Ms. Haugh, 56, who was terminated in May from New York-based SIMNA, filed an age-discrimination suit against the New York firm, London-based Schroders and Mr. Dobson on Oct. 7 in U.S. District Court for the Southern District of New York.
"I was devastated" over the May 9 termination, Ms. Haugh said in an interview. Just 11 days before the termination, the Association of Investment Management Sales Executives presented her with its Richard A. Lothrop Award for outstanding achievement, its highest honor.
Charlotte Rose, a spokeswoman for Schroders, said: "As a company we are fully committed to equal opportunity and we reject any suggestion of discrimination. Ms. Haugh's claim will be vigorously contested."
Stanley Arkin, Ms.
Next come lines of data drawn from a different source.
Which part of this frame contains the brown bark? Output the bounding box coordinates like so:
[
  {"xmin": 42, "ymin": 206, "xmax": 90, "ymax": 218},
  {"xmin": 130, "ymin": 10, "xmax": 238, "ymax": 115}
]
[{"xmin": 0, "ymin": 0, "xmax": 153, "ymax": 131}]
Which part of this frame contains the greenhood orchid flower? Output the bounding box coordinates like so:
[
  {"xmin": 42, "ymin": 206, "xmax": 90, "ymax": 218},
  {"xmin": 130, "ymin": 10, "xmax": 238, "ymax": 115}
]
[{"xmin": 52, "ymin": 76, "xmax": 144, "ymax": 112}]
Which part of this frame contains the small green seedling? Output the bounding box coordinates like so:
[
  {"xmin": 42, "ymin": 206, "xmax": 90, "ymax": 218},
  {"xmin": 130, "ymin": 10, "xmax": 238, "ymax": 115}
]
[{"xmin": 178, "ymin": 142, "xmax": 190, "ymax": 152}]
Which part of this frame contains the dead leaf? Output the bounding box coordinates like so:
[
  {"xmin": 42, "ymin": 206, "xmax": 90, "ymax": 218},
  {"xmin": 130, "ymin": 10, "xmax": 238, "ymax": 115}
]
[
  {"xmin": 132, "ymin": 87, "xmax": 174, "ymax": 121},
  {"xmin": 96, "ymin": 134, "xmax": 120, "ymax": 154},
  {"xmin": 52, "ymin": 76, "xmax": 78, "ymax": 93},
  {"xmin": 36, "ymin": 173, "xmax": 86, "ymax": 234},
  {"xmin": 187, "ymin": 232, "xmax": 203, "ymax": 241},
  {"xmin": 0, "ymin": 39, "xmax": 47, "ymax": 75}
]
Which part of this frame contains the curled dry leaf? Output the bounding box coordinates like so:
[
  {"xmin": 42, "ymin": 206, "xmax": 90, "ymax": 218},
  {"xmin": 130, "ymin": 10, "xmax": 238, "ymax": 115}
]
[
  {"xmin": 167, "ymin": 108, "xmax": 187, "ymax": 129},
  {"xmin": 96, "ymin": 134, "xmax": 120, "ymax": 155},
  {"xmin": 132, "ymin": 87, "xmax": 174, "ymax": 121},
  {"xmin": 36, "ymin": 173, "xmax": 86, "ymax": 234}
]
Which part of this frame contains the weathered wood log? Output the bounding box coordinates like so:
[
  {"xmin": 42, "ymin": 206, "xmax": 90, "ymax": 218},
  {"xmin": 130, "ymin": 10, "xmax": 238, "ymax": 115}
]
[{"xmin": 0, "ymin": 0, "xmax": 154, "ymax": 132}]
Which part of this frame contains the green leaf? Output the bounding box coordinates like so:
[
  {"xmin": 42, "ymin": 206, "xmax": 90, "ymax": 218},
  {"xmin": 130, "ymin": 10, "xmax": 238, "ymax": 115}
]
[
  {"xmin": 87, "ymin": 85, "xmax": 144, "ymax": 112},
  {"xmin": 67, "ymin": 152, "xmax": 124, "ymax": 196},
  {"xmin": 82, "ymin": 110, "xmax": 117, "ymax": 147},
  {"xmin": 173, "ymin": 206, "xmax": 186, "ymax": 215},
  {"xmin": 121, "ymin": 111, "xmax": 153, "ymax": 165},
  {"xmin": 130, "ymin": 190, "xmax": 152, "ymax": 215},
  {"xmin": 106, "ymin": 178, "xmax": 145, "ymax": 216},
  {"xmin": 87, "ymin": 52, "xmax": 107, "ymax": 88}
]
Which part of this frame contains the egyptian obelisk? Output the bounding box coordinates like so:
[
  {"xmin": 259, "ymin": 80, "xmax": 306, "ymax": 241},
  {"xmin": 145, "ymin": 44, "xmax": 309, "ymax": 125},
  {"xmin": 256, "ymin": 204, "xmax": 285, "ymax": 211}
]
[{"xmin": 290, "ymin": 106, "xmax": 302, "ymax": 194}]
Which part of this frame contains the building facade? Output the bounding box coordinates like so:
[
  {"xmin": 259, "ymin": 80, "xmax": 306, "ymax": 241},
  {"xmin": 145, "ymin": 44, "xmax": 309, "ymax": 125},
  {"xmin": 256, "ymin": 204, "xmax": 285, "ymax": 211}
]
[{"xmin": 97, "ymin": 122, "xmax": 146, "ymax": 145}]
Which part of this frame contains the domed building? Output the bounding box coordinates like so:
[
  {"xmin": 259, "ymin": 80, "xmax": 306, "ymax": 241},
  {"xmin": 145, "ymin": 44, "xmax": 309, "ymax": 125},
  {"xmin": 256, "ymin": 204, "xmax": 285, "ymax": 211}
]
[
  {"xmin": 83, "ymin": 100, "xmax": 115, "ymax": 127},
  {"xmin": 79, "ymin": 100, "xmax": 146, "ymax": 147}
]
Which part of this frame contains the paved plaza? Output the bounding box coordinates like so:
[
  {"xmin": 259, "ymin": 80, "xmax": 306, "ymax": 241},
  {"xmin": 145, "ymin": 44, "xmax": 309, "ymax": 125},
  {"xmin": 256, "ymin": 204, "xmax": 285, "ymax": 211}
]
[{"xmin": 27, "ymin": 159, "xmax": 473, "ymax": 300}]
Haugh's attorney and a partner in Arkin Kaplan & Cohen LLP, New York, said age discrimination is much more common in the United Kingdom than in the United States.
"This is something that comes out of the U.K. business culture," said Mr. Arkin. "In England, there is a terrible controversy now about how mature workers are being shunted aside. Schroders' is bringing that to the U.S."
"Here we have a very accomplished woman, but because she's an aging woman they threw her out saying they want younger people," he added.
Executive recruiters in the United States said age discrimination is not a major problem in the U.S. money management industry.
"I'm not aware of any age-discrimination problem I can point to," said Ed Oppedisano, who runs the eponymous recruiting firm in New York. "I'm not aware of any organization that has done it."
One recruiter who requested anonymity said Ms. Haugh is known in the industry "as a lady with backbone, and she's had a strong view about her value to the organization." The recruiter also said he thought Mr. Dobson "wanted someone who was more flexible and in tune with how the business should be run in the U.S."
Ms. Haugh said Mr. Dobson never indicated that he found her difficult.
None of SIMNA's U.S. pension fund clients would comment about the situation, saying they didn't know much about the lawsuit.
The lawsuit seeks damages for pay (including but not limited to salary, pension benefits, bonuses, options, insurance and other benefits), costs and attorneys' fees.
The lawsuit states that Schroders' attitude toward older workers began to change after Mr. Dobson, who is 50, was appointed chairman of the firm in November 2001.
According to the lawsuit, on Nov. 19, 2001, Ms. Haugh participated in a conference call with Peter Robatham of Schroders' London group personnel department. He said that Schroders should focus on increasing salaries for employees in their 30s because older employees were not as marketable and less likely to leave SIMNA.
According to the court filings, Ms. Haugh reported the conversation to Lea Blackham, head of personnel in London, and told her it was illegal to discriminate by age in the United States.
Ms. Haugh had regular communication with Mr. Dobson during the course of her work at SIMNA, and he never indicated any displeasure with her performance, the lawsuit states.
The lawsuit also states that on April 9 Mr. Dobson told Ms. Haugh he wanted to hire a new CEO for SIMNA who would assume all of her responsibilities. He didn't criticize Ms. Haugh's work and said the only reason for the change was because he "wanted someone younger." He suggested she continue working as chairwoman. Ms. Haugh asked him to provide a new job description; he never did.
On May 9, according to the lawsuit, Ms. Haugh was fired during a meeting with Mr. Dobson and Jonathan Asquith, Schroders chief financial officer. She refused to sign a "separation agreement" that would release SIMNA and Schroders from all claims under the Age Discrimination in Employment Act, the New York Human Rights Act and all other causes of action or liabilities, according to the suit.
The lawsuit states that Schroders "scrambled to construct a rationale for their conduct."
In a "particularly vicious form of misconduct," the lawsuit states, the defendants were quoted in a May 27 Pensions & Investments story as saying Ms. Haugh was "dumped in part because Schroder's U.S. assets had plummeted." The suit contends the statement was false and unfairly reflected on Ms. Haugh's fitness for her position.
In the interview, Ms. Haugh acknowledged that SIMNA's U.S. tax-exempt assets did fall to $24 billion from about $30 billion in 2001. But "if you look at it, it's all from the movement of the (stock) market, it's not from losing clients," she said.